Saat melakukan pembelaan terhadap Ongen, di Pengadilan Negeri Jakarta Selatan, Yusril menyatakan sebaiknya dakwan tersebut dicabut, karena kalau diteruskan justru akan mempermalukan Jokowi. Entah apakah Yusril akan punya pendapat yang sama jika foto dia yang dijadikan meme seperti itu.

Apakah dengan memposisikan dirinya sebagai lawan dari Jokowi yang nota bene adalah kader kebanggaan, Presiden RI “petugas partai” PDIP itu, masih realistiskah Yusril Ihza Mahendra jika masih menaruh harapan besar kepada PDIP untuk mengusungnya sebagai calon gubernur DKI dari PDIP?

Dengan sikapnya itu kelihatan bahwa Yusril hanya ingin memanfaatkan PDIP sebagai jembatannya menuju pemenuhan ambisi besarnya untuk duduk di kursi DKI1. Sangat naif jika parpol sebesar PDIP tidak menyadarinya.

Yusril dan Piagam Jakarta

Yusril punya ideologi yang masih ingin memperjuangkan eksistensi dari Piagam Jakarta masuk sebagai bagian dari dasar negara dan hukum nasional di Indonesia, halmana bertentangan dengan ideologi parpol-parpol lainnya yang nasionalis (PDIP, Gerindra, Golkar, dan lain-lain), atau Islam nasionalis (PPP dan PKB).

Dengan adanya perbedaan ideologi ini mungkinkah parpol-parpol tersebut akan mau mengusung Yusril Ihza Mahendara?

Pada 8 September 2008, ormas yang berafiliasi kepada Partai Bulan Bintang (PBB), Gerakan Pemuda Islam (GPI) pernah memberi penghargaan  (GPI Award) kepada Yusril Ihza Mahendra (Ketua Majelis Syuro DPP PBB) bersama dengan Abu Bakar Ba’asyir, dan Ketua FPI Habib Rizieq, sebagai tokoh pejuang syariat Islam yang paling konsisten ke dalam sistem ketatanegaraan Indonesia.  GPI menilai Yusril adalah sosok yang aktif di dalam dunia politik sekuler tanpa menjadi sekuler.

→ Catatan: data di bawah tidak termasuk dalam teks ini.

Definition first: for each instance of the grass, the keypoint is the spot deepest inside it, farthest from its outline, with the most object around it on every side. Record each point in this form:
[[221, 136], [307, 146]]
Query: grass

Setelah menerima penghargaan itu, dalam pidatonya ketika itu, Yusril menegaskan bahwa pemberlakuan Syariat Islam adalah hal yang sangat mungkin meski memerlukan perjuangan yang panjang dan melelahkan.

Menurut dia, ide Syariat Islam sebenarnya merupakan dasar berdirinya Indonesia sebagai negara yang merdeka. Hal itu bisa dilihat dalam rumusan Piagam Jakarta yang secara jelas menyatakan Indonesia adalan negara berketuhanan yang maha esa dengan kewajiban menjalankan Syariat Islam bagi pemeluk-pemeluknya.

Yusril menegaskan, Syariat Islam tetap relevan meski tidak secara eksplisit dirumuskan dalam Pancasila, (oleh karena itu perjuangan menuju ke arah itu harus tetap dilakukan).

"Syariat Islam jalan terus meski ada atau tidak ada Piagam Jakarta," katanya (sumber).

PDIP Masih Buka Pintu untuk Ahok

Berdasarkan alasan-alasan tersebut di atas, maka saya yakin parpol-parpol yang jauh lebih besar daripada PBB, yang eksis dan punya kursi di DPRD DKI Jakarta, yang berideologi nasionalis, maupun Islam-nasionalis, tidak bakal mau mengusung Yusril sebagai calon gubernur DKI mereka.

Sampai dengan perkembangan terakhir sampai sekarang pun, PDIP sebagai parpol satu-satunya yang bisa mengusung calonnya sendiri belum juga mengisyaratkan siapa yang akan mereka usung, nama Yusril yang menjadi orang pertama yang mendaftar pun tak pernah disinggung-singgung PDIP. Padahal, jika PDIP sungguh-sungguh menilai Yusril adalah orang sehebat yang dia nyatakan sendiri, tentu mereka tidak akan ragu lagi untuk mengusung Yusril.

Sebaliknya, meskipun sudah memutuskan maju lewat jalur perseorangan melalui Teman Ahok (dengan sejuta KTP), PDIP melalui beberapa petingginya masih menyinggung nama Ahok sampai beberapakali. Mereka, antara lain Ketua PDIP Hendrawan Supratikno (14 Maret 2016), Ketua Plt DPD PDIP DKI Jakarta Bambang Dwi Hartono (10 April 2016), dan Budiman Soedjatmika (3 Mei 2016), pada intinya menyatakan, peluang Ahok untuk diusung oleh PDIP masih terbuka lebar (asalkan Ahok mau ikut mendaftar).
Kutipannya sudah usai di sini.